Il existe encore d’autres évaluations externes, moins répandues, comme celles qui peuvent être réalisées au niveau local, ou par un réseau en particulier (officiel, libre catholique,…), ou encore les évaluations externes internationales comme le test PISA. 

Pourquoi mettre en place de telles évaluations ?

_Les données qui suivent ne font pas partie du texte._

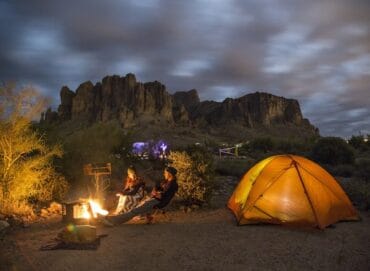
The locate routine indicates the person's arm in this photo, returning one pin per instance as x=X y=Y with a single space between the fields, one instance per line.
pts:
x=133 y=190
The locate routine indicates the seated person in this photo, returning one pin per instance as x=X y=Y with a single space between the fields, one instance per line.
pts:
x=132 y=193
x=159 y=198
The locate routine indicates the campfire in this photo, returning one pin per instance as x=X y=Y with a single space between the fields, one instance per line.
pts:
x=82 y=211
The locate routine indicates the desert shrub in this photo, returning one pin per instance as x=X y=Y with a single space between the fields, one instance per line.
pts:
x=233 y=167
x=358 y=191
x=261 y=144
x=363 y=168
x=342 y=170
x=99 y=143
x=358 y=143
x=332 y=151
x=194 y=175
x=26 y=169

L’objectif global des évaluations externes est bien entendu de cerner la maitrise de différentes compétences devant être acquises par les élèves au fur et à mesure de leur progression dans l’enseignement. Différents référentiels de compétences ont été créés en Communauté française afin de fixer les objectifs à atteindre par les élèves, s’appliquant aussi bien aux élèves du primaire que du secondaire[5]. Les évaluations externes servent à mesurer, de la même manière pour tous les élèves et sans faire intervenir la subjectivité du professeur (par exemple dans la formulation des questions), à quel point les compétences visées sont maitrisées ou en voie de l’être.
 
Il faut avant tout savoir que les référentiels de compétences se divisent en deux grands répertoires[6] :
  • Les socles de compétences : ils concernent l’ensemble de l’enseignement primaire, jusqu’à la 2ème année du secondaire. Ces socles sont divisés en trois, ce qui permet de voir une progression dans la maitrise d’une compétence (1ère et 2ème primaire, de la 3ème à la 6ème, et les deux premières années du secondaire).
  • Les compétences terminales sont les compétences qui doivent être acquises à la fin du cursus secondaire.
Selon R.Godet[7], ces référentiels de compétences restent, de manière globale, imprécis. C’est pourquoi le niveau de leur maitrise est adapté dans chaque école. « On n’apprend pas la même chose d’une école à l’autre, et on n’attend pas la même chose dans chaque école pour la certification » nous dit-il. Ce qui induit des différences de « prestige » entre les écoles, et l’on peut voir ici l’une des sources du problème des files ayant déjà eu lieu lors des inscriptions. Les écoles ayant la meilleure réputation sont les premières choisies. Les évaluations externes tentent de palier à ce problème en proposant pour tous la même grille d’évaluation, les mêmes conditions d’évaluations, et la même correction.
 
« Les évaluations externes certificatives [comme le CEB] permettent donc un passage avec plus d’équité »[8], et cela est facilement compris par la plupart des gens, sans doute grâce aux examens interdiocésains et cantonaux qui ont précédé le CEB en fin de sixième primaire. La même épreuve pour tous à cette période est une notion ancrée dans le temps dorénavant acceptée par les parents, les élèves et les professeurs.
 
Ce qui semble moins facilement compréhensible, c’est pourquoi réaliser, en milieu de certaines années, des épreuves externes qui « ne comptent même pas pour les élèves » ? Car les épreuves non-certificatives ne peuvent être prises en compte pour la réussite ou l’échec de l’élève dans la/les compétence(s) visée(s) ! L’objectif est ici « d’avoir une vue d’ensemble du système »[9], mais également « de réguler les apprentissages »[10]. Avec une configuration spécifique et unique, « le but de ces évaluations externes est de donner une image plus objective de l’enseignement afin d’aider les équipes pédagogiques à évaluer le résultat de leur action et à prendre les mesures correctives s’il y a lieu »[11]. Ces évaluations fournissent des informations sur ce que les élèves ont déjà acquis, ou sont en bonne voie d’acquérir en cours de cursus. Suite à cela, les résultats permettent de situer les élèves, les classes, les écoles, et des écarts ont toujours lieu dus au flou persistant dans la compréhension des compétences. Une fois les épreuves terminées, le « service d’inspection et de conseil et soutien pédagogiques » élabore des pistes didactiques qui pourront aider les enseignants à modifier ou recentrer leurs pratiques sur les compétences à atteindre par les élèves. Ces modifications visant, à terme, de meilleurs résultats de l’ensemble des élèves à ce genre d’épreuves.
C’est donc dans un but d’amélioration de l’enseignement dispensé, mais aussi dans un but de progrès des élèves que ces évaluations non-certificatives sont dispensées.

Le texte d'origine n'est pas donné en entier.